Extracting reads with low mapping score from Bam file
2
0
Entering edit mode
8.2 years ago

Is there a way to extract the reads with low mapping score from Bam files? Samtools will remove reads with low mapping score if we specify the threshold for option -q. However, what I want is to save those reads to another separate file instead of discarding them.

next-gen • 5.7k views
2
Entering edit mode
8.2 years ago

You have a few options:

• Code up something simple with pysam
• Just use awk (e.g., samtools view foo.bam | awk '{if($5<10) {print$0}}' > foo.low_qual.sam)
0
Entering edit mode

Thanks very much for your information.

Could I ask you a further question? In the foo.low_qual.sam file, there won't be headers from the original foo.bam file. If so, could I still use samtools to convert the foo.low_qual.sam file into foo.low_qual.bam in order to save space? Also, could I use samtools to generate pileup file from foo.low_qual.bam if there is no problem in converting .sam to .bam?

Thank you so much!

0
Entering edit mode

That was just an abbreviated example. You could include headers too:

samtools view -h foo.bam | awk '{if(NF<5) {print $0} else if($5<10) {print $0}}' | samtools view -Sbo foo.low_qual.bam - I should note that that's approximate, I haven't ensured that it lacks typos. ADD REPLY 0 Entering edit mode The NF<5 criterium does not work to extract the headers. We know that each line of the Sam file header starts with @ character, can I use this information to extract the headers? If so, could you write down the command? I googled but haven't found useful information. ADD REPLY 0 Entering edit mode Odd, that should normally suffice. You can also just: samtools view -h foo.bam | awk '{if($1 ~ /^@/) {print $0} else if($5<10) {print $0}}' | samtools view -Sbo foo.low_qual.bam - ADD REPLY 0 Entering edit mode shorter: awk '($0 ~ /^$@/ || int($5)<10)'

0
Entering edit mode

That actually works! Previously, I forgot to add the option -h.

Thanks a lot!

0
Entering edit mode

Hi Devon,

Could you explain what NF<5 means? Also, I think there is no difference using the two command line you provided. Is this correct? Obviously, I'd like to adopt the faster one.

0
Entering edit mode

NF is "the number of fields". Normally headers only have a small number of fields per-line.

1
Entering edit mode
8.2 years ago

using my tool samjs : https://github.com/lindenb/jvarkit/wiki/SamJS

java -jar dist/samjs.jar -e 'record.getMappingQuality() > 20' \
-X discarded.bam -o accepted.bam in.bam
0
Entering edit mode

Thank you, Pierre.

I would like to try your tool if the IT people in my school is willing to install your javakit for me.

0
Entering edit mode

Could I directly download your tool samjs.jar and run the command line you wrote? I checked that I could run java in my cluster. I actually did what you provide in the Download and Install, however, I couldn't run ant. I tried to find samjs.jar, but failed to find it.

Thanks,

0
Entering edit mode

What if I cannot use ant on the server? Could I use SamJavascript.java directly? I obtained SamJavascript.java from the github you provided in the link of compilation.

0
Entering edit mode
0
Entering edit mode

I have installed ant and done the following steps:

git clone "https://github.com/lindenb/jvarkit.git"
cd jvarkit
git submodule init
git submodule update
cd htsjdk
ant clean
ant
cd ..


However, I couldn't find the samjs.jar using the command find . -name "samjs.jar". Could you tell me where I could get it?

0
Entering edit mode

and then you have to and samjs https://github.com/lindenb/jvarkit/wiki/SamJS#compilation . The jar should be created in the 'dist' folder.

0
Entering edit mode

Eventually, I get the samjs.jar on my Mac. I'm going to move it to the server so that I can use it there.
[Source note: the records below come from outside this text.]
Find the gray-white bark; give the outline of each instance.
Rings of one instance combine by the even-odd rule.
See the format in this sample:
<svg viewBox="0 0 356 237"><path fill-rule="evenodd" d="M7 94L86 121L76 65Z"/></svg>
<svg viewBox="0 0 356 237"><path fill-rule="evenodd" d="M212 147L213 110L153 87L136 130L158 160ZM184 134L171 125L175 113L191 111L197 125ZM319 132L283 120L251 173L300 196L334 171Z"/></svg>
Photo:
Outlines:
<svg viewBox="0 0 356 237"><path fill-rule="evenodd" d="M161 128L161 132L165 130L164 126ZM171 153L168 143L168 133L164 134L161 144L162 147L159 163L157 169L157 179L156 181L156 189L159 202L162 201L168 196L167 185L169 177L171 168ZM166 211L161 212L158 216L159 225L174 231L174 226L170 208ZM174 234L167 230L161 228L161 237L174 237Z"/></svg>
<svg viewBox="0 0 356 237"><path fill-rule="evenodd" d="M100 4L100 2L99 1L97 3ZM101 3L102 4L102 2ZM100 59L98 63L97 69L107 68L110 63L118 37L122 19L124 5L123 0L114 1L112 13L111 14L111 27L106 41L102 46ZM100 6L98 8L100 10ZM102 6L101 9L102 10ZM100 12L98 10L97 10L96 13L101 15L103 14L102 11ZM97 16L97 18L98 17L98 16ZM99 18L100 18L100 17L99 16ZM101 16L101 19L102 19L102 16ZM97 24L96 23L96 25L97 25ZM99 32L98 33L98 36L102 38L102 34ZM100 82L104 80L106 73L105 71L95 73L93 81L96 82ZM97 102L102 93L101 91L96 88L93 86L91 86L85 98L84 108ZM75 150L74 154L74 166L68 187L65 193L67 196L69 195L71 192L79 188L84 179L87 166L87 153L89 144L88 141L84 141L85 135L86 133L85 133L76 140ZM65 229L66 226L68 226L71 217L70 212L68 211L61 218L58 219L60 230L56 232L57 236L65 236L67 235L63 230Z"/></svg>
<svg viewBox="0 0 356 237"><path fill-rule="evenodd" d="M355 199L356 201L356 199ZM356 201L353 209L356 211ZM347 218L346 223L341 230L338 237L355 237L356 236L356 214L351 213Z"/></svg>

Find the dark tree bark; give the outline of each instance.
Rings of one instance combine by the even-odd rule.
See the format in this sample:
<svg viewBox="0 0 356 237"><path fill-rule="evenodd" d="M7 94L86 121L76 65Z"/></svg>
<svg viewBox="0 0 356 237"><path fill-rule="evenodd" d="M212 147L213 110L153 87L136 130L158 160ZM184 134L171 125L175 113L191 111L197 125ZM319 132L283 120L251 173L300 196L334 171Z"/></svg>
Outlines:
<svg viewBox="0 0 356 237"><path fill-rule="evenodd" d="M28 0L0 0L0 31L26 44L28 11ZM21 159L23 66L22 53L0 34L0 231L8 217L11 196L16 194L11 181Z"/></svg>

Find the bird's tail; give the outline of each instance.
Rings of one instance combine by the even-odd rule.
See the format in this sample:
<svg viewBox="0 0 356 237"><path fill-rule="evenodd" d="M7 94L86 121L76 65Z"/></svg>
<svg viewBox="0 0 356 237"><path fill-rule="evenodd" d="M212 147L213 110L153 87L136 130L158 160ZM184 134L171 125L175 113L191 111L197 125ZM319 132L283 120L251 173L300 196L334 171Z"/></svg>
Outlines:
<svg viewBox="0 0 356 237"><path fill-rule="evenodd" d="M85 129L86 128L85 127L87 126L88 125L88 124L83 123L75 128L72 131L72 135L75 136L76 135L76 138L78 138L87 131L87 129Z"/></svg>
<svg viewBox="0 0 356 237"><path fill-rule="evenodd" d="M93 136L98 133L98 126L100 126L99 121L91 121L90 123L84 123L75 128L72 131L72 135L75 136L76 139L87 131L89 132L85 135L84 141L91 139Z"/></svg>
Thanks so much for your information!

0
Entering edit mode

The IT people in my school is unwilling to install ant on the server. Do you know other ways to compile and install your tool samjs?

By the way, is there other way to extract reads with low mapping scores in the Bam file? I don't want to convert the Bam file to Sam file first and then convert it back. I want to deal with the Bam files directly. Do you think that Bamtools would work?

0
Entering edit mode
The IT people in my school is unwilling to install ant on the server: Do you know other ways to compile and install your tool samjs: compile it at elsewhere. But you have to know java before moving the files to your school (and that's not my job, sorry).